How Acoustic Echo Cancellers (AEC) Work

Audio, Blog

Acoustic Echo Cancellers (AEC’s) are integral parts of our teleconferencing systems and are installed every day in conference rooms around the globe. AEC’s are systems that adapt to changes in the room to improve the audio experience for remote participants by preventing echoes of the remote talker’s voice from being sent back to the remote talkers by way of the local talkers loudspeakers and microphones. In this post we’ll explore how AEC’s work and highlight the primary rules to keep in mind when working with AEC systems.

As the remote talker’s audio comes out of the loudspeaker in the local room, that audio will bounce around the room as well as the local participants and then be picked up by the microphones. The goal of the local room AEC is to subtract that echo it has modeled from the microphone signal. Any residual echo that might not be subtracted is run through a non-linear processor that will decide whether to suppress the residual signal or let it through to the remote participants.

To make the AEC problem a bit easier to analyze, we consider acoustic echoes to be linear and time-invariant.

Linear means that the echoes that are heard by the local microphones are sums of individual echoes from the room. Think of an acoustic echo as a ray that reflects off the walls, surfaces, local participants, and bounces into the microphone. The sum of all these rays is the acoustic echo heard by the microphone.

Time-invariant means that for the echoes will be the same whether a remote user talked today or they talk in two weeks from now – basically the structure of the room and the surfaces don’t change.
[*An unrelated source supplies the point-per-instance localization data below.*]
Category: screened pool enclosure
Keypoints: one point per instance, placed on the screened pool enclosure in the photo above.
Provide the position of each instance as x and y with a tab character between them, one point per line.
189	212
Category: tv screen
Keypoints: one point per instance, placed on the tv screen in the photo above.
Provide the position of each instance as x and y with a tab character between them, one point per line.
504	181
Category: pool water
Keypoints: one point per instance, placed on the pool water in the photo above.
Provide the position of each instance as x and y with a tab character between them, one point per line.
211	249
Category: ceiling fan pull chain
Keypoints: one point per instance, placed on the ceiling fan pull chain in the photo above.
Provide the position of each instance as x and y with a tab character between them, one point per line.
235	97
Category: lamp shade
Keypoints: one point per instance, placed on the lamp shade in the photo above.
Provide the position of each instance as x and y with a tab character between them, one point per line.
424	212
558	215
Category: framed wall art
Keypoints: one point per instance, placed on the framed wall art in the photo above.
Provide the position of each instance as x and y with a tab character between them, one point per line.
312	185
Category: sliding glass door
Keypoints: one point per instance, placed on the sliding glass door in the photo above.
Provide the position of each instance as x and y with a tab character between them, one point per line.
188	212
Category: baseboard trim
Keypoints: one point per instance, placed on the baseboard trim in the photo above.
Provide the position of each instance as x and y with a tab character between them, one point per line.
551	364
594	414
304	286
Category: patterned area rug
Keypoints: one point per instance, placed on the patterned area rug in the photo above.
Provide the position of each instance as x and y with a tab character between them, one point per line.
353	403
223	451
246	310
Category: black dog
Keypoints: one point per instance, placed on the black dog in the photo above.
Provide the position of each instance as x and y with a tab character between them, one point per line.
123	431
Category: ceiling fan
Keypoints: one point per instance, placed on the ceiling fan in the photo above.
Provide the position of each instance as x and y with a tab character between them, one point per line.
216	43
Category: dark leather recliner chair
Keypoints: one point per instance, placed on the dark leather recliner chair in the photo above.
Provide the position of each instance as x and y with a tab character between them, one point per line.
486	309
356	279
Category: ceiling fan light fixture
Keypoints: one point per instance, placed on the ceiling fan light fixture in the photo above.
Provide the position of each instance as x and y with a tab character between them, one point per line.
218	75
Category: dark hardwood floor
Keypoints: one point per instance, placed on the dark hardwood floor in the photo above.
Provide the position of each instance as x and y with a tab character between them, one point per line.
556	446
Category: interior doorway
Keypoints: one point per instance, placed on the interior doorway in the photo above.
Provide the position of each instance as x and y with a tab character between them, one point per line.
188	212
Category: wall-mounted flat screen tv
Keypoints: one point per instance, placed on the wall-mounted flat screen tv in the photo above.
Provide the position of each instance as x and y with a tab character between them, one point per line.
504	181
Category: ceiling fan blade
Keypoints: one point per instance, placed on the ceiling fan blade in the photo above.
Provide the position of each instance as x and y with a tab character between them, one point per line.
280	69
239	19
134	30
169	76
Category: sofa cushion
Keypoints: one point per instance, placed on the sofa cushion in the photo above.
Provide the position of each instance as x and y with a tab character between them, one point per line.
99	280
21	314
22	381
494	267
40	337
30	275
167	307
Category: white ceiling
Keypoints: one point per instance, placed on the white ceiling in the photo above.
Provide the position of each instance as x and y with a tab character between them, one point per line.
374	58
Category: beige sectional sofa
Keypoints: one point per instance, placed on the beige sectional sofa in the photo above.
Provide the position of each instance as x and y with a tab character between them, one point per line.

Although this assumption isn’t entirely true when there are local participants because people do move around, the temperature in the room changes, and drapes may be open or closed, but typically those effects are slowly time varying and the acoustic echo is still modeled as a linear time-invariant system – albeit slowly varying.

Due to these assumptions, most, if not all implementations of an AEC create a linear model of the room and continue adapt the model until the residual signal is small resulting in a the model closely approximating the room reflections as shown in the following figure and described next.

In a typical system, remote audio is received from remote participants by teleconference or videoconference or some other means. Local talkers in the room want to speak freely with the remote participants and the local microphones in the room pick up the local talker audio as well as the remote talkers echo. The AEC is the shaded area in the figure and is described below.

The ‘h’ block is the filter model of the room that represents the room conceptually as a finite impulse response (FIR) filter that is a sequence of amplitudes (i.e., echo strengths) and time delays. The receive audio from the remote participants feeds the amplifier in the room and also feeds the AEC as the ‘reference signal’. The audio that is picked up by the microphone has the output of the ‘h’ filter subtracted and the residual signal is run through a non-linear processing block (NLP) and the result of that is what is transmitted back to the remote participants. A performance measurement block will gauge how well the system is performing and drive the adaptation algorithm to perform better.

The first rule of AEC’s is that all the remote audio that will be played into the local room should be part of the local room’s AEC reference so the AEC knows what audio it should remove from the microphone signal and what it should keep. Usually this is an easy rule to follow as most DSP products allow you to build the AEC reference through a matrix where you have access to all the appropriate input signals from remote participants.

The (mostly) slow variation of echo paths in the room requires an AEC to adapt to changes in the room. As people move in the room, shades are opened, new participants enter a room, etc., the residual error will increase and that will cause the AEC to adapt to the new conditions. During this time, there may be more residual echo that is either suppressed by the NLP box or sent to the remote participants as a blast of echo when the remote participants are talking.

The AEC control block helps the AEC determine when it should adapt (i.e., when remote audio is played into the room while the local talkers are quiet) and when it should not adapt (there is no remote audio played in the room and there is only local audio in the microphone signal). Much of the performance differences between AEC’s are in the magic of when to adapt and how quickly the system can adapt to accurately model the room and successfully remove the echo from the transmit signal to the remote participants.

The second rule of AEC’s is that a microphone should not be in its own reference signal. If it is, then the resulting output of that microphone, after the AEC processing, will either be nothing (if the AEC is doing its job well) or some clipped and suppressed version of the microphone signal. Basically if a local microphone is in its own reference, the remote participants will not be able to hear and understand the local participants because the local AEC will be working to remove the local talkers audio from the transmitted signal. Usually this rule is easy to meet, except when there is also sound reinforcement going on in the local room – then care must be taken to ensure the reference meets rule number 1 and rule number 2. This usually entails creating a special mix of audio that is used as the reference for microphones.

Acoustic echo cancellers are adaptive systems that can work very well if setup properly. Understanding the principles of how AEC’s work can help you better understand more complicated systems.